The Processor currently implements or documents the following measures:

• browser-side encryption of student-support content before upload
• AES-256-GCM encryption of stored content
• DEK/KEK envelope-encryption model
• PBKDF2-based KEK derivation with 600,000 iterations and SHA-256
• AES-KW wrapping of the DEK for cross-device unlock
• user authentication and session controls for access to sync APIs
• customer-data separation by user partition in storage
• deletion endpoint for server-side encrypted sync data
• hosting of encrypted storage in Azure Cosmos DB in North Europe (Ireland)
• AI generation using anonymised prompts only

Operational note:

• The Processor cannot ordinarily decrypt customer student-support content because the decryption secret is derived client-side from the Controller user's data password or recovery flow.

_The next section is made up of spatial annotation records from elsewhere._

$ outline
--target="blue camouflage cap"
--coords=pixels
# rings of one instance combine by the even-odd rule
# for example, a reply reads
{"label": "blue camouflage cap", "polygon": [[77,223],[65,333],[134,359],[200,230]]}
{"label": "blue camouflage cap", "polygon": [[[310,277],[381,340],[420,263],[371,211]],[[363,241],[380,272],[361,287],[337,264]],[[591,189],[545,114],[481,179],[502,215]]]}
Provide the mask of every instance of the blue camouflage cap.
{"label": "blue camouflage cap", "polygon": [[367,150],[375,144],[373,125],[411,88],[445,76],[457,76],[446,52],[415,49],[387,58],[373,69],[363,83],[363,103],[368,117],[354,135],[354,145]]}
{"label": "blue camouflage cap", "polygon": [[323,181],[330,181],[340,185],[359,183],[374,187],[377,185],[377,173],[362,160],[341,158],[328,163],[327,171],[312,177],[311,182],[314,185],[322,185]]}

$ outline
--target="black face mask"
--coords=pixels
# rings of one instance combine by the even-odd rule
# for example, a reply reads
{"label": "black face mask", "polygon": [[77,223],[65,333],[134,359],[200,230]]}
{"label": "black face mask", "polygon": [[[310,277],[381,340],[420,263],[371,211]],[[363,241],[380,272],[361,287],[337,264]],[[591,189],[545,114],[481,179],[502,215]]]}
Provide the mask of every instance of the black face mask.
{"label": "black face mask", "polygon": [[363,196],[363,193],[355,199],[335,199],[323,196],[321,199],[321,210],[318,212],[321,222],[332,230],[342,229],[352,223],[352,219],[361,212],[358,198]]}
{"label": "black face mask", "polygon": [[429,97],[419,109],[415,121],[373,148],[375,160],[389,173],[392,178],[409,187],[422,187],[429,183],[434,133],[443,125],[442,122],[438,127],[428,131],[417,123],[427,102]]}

Known legal/operational caveats:

• controller/processor wording on public pages should remain aligned with this Agreement
• retention periods for customer content should be agreed and documented by the Parties
• sub-processor list and notification process should be maintained actively

---

Annex 3: Approved Sub-processors

Sub-processor	Purpose	Data involved	Region / location notes
Microsoft Azure Cosmos DB	Encrypted sync storage and related service data storage	Encrypted student-support records, account-related records, wrapped keys, metadata	North Europe (Ireland), according to current service documentation
Microsoft Azure OpenAI	AI drafting and rewrite functions	Anonymised prompts and outputs, not intended to include direct student identifiers	EU data zone, according to current service documentation
Microsoft Azure Communication Services	Transactional emails	Email address and email-delivery data	Europe, according to current service documentation
Resend	Fallback email delivery where configured	Email address and email-delivery data	Verify active configuration before relying on this row

Processor note:

• If additional sub-processors are added that materially affect Customer Data, this Annex should be updated and customers notified in line with Clause 10.

---

Drafting Notes

This template is intentionally strict and conservative.

It does not claim:

• that SENScribe is not processing personal data
• that the teacher is always the correct controller in the school-use model
• that encryption alone resolves all GDPR obligations

This template assumes the school deployment model reflected in the product research: the school is the controller and SENScribe is the processor.